So I'm used to the fact that symbolic things like huge drops of sweat, huge aneurystic veins, etc. are more or less abstract exaggerations of intense emotions rather than literal drops of sweat or veins. But now I'm drawing a character with a big drop of sweat looking at themself in a mirror, and I'm not sure what to do. If the drop of sweat is non-diegetic and purely symbolic, it doesn't make sense that it gets reflected in the mirror, because reflection would imply that that drop of sweat is literal, physical, and exists in the world (aka, diegetic). So is there any cases where an anime/manga character having their sweat reflected in a mirror as if it were diegetic?
It would depend on the medium and tropes at play within the particular series. Such as comedies breaking a 4th wall.
Generally. I would say no. The reading or viewer of a particular series is an extra-diegetic spectator. The narrative present are convey some sort of atmosphere to the spectator (perhaps for amusement).
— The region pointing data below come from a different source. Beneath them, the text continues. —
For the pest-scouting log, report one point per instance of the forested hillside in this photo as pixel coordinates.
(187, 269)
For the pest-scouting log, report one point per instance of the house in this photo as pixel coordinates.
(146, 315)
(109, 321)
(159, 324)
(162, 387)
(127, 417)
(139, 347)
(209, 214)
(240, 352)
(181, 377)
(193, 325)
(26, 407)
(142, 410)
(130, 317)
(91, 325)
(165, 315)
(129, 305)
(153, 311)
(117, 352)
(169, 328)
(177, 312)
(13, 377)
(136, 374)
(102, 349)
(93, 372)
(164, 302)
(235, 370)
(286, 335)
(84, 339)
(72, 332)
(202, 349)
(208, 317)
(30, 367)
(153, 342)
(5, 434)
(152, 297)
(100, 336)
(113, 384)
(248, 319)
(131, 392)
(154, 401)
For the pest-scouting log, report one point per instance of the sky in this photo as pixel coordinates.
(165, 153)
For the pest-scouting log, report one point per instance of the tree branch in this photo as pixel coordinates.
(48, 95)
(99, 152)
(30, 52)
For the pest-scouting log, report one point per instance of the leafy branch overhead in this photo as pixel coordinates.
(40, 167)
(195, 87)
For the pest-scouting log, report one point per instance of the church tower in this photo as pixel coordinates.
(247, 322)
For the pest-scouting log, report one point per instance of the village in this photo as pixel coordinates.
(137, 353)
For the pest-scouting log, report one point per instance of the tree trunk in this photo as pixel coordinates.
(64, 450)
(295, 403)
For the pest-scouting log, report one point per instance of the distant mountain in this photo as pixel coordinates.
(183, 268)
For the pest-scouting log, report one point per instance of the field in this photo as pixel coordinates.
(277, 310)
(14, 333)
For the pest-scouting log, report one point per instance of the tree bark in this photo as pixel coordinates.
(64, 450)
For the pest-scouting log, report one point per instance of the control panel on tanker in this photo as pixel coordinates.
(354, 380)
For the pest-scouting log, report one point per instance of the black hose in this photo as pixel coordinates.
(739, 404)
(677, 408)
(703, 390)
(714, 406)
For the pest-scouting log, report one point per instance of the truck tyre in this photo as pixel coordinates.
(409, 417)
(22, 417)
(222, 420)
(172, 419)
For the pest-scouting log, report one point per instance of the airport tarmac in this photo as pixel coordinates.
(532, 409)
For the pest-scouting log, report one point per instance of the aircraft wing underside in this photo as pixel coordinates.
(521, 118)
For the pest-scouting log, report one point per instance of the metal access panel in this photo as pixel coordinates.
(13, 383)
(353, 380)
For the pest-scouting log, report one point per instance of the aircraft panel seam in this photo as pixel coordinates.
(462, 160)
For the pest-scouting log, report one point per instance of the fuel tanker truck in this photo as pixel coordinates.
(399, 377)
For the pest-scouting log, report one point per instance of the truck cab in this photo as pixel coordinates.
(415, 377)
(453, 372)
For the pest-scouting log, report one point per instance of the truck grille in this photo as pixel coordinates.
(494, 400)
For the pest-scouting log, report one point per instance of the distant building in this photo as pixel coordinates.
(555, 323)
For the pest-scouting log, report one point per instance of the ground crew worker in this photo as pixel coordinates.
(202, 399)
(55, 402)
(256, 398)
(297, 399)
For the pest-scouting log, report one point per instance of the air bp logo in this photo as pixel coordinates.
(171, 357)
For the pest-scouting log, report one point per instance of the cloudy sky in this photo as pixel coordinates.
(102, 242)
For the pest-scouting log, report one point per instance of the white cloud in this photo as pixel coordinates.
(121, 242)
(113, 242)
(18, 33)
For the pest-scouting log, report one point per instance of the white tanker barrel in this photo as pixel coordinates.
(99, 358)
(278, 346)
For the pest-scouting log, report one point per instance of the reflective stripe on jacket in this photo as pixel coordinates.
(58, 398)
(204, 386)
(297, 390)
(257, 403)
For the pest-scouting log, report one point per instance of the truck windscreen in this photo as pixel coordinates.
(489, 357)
The emotive transformation tropes is intended as a means of distanciation, as the apparent "reality" of the on-screen world is undermined by such an occurrence.
While this is a performative metamorphosis, regardless of what is reflected upon a the scene or upon an object, the character retains their so-called "diegetic integrity", since these emotive transformations are not overtly acknowledged within the story's world, as other on-screen characters do not generally react to the emotive transformation of a character (e.g., what's up with that sweat drop; why do you have that angry knot on your head if you're not angry).
They are aimed at the extra-diegetic spectator audience. Much like how a third person narrative is understood to be outside the a diegetic action, at least in regards whether the narrator and audience are aware of of the character, but the characters are not aware of them. Much like how in a work of literature the narrative voice is bound to the presentation of its characters.
In short, while the characters remain as they are, oblivious to any scrutiny from the audience, their existence is tied to (inextricably) to communicating with extra-diegetic spectator of an audience. These emotive transformations serves as emphasis to an external emphasis of internal expression.